En l’espèce, M. [P] [X] et Mme [K] [Z], parties perdantes à l’instance, seront condamnés in solidum aux entiers dépens de l’instance.
L’équité commande de rejeter la demande de la société Cottage social des Flandres au titre de l’article 700 du code de procédure civile.
– Sur l’exécution provisoire
L’article 514 du code de procédure civile, applicable aux procédures engagées à compter du 1er janvier 2020, énonce que “les décisions de première instance en matière civile sont de droit exécutoires à titre provisoire à moins que la loi ou la décision rendue n’en dispose autrement.”

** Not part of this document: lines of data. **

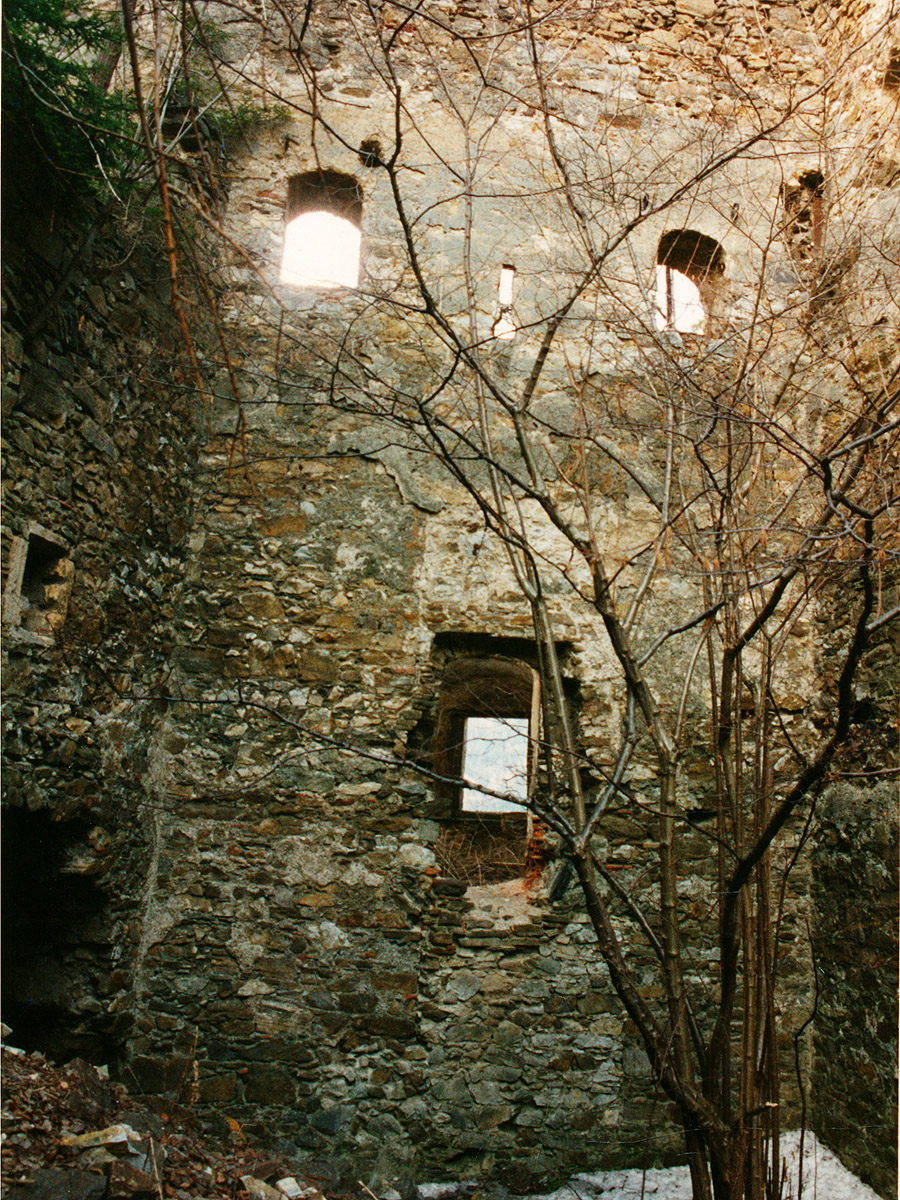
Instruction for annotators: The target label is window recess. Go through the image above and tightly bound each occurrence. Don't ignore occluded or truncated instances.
[655,229,725,334]
[281,170,362,288]
[4,522,74,642]
[491,263,518,341]
[434,659,540,817]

Il sera rappelé que le présent jugement est de droit exécutoire par provision.
PAR CES MOTIFS
Le juge des contentieux de la protection, statuant publiquement, par jugement réputé contradictoire et rendu en premier ressort mis à disposition du jugement au greffe en application de l’article 450 alinéa 2 du code de procédure civile :
CONSTATE que les conditions d’acquisition de la clause résolutoire figurant aux contrats de bail conclus entre la société Cottage social des Flandres et M. [P] [X] et Mme [K] [Z], portant sur le logement et le garage situés 21 rue Rembrandt à Hazebrouck, sont réunies à la date du 06 octobre 2025 ;
Par conséquent, CONSTATE la résiliation du bail liant les parties ;
ORDONNE en conséquence à M. [P] [X] et Mme [K] [Z] de libérer les lieux et de restituer les clefs ;
DIT qu’à défaut pour M. [P] [X] et Mme [K] [Z] d’avoir volontairement libéré les lieux et restitué les clefs, la société Cottage social des Flandres pourra, deux mois après la signification d’un commandement de quitter les lieux, faire procéder à leur expulsion ainsi qu’à celle de tous occupants de leur chef, y compris le cas échéant avec le concours d’un serrurier et de la force publique ;
CONDAMNE solidairement M. [P] [X] et Mme [K] [Z] à payer à la société Cottage social des Flandres la somme de 2.915,27 euros au titre des loyers, charges et indemnités d’occupation impayés arrêtée au 05 janvier 2026 et incluant les loyer, charges et indemnités d’occupation dus pour le mois de décembre 2025 (APL/RLS perçus par le bailleur à déduire le cas échéant), avec intérêts au taux légal à compter du présent jugement ;
CONDAMNE in solidum M. [P] [X] et Mme [K] [Z] à payer à la société Cottage social des Flandres une indemnité mensuelle d’occupation d’un montant équivalent au loyer et charges mensuels qui auraient été dus pour le logement si le bail n’avait pas été résilié, soit à ce jour 649,99 euros, somme indexée selon les modalités prévues au contrat, à compter du 06 janvier 2026 et jusqu’à la date de la libération effective et définitive des lieux (APL/RLS perçues par le bailleur à déduire le cas échéant) ;
RAPPELLE les dispositions des articles L. 433-1 et suivants et R. 433-1 et suivants du code de procédures civiles d’exécution : “les meubles se trouvant sur les lieux sont remis, aux frais de la personne expulsée, en un lieu que celle-ci désigne. A défaut, ils sont laissés sur place ou entreposés en un autre lieu approprié et décrit avec précision par l’huissier de justice chargé de l’exécution, avec sommation à la personne expulsée d’avoir à les retirer dans un délai fixé par voie réglementaire” ;
CONDAMNE in solidum M. [P] [X] et Mme [K] [Z] aux entiers dépens ;
DÉBOUTE la société Cottage social des Flandres de sa demande d’indemnité procédurale fondée sur les dispositions de l’article 700 du code de procédure civile ;
RAPPELLE que l’exécution provisoire du présent jugement est de droit ;
RAPPELLE que le présent jugement est susceptible d’appel dans le délai d’un mois ;
DIT qu’une copie de la présente décision sera adressée par les soins du greffe au représentant de l’Etat dans le département pour information ;
Ainsi jugé et mis à disposition au greffe le 05 mars 2026.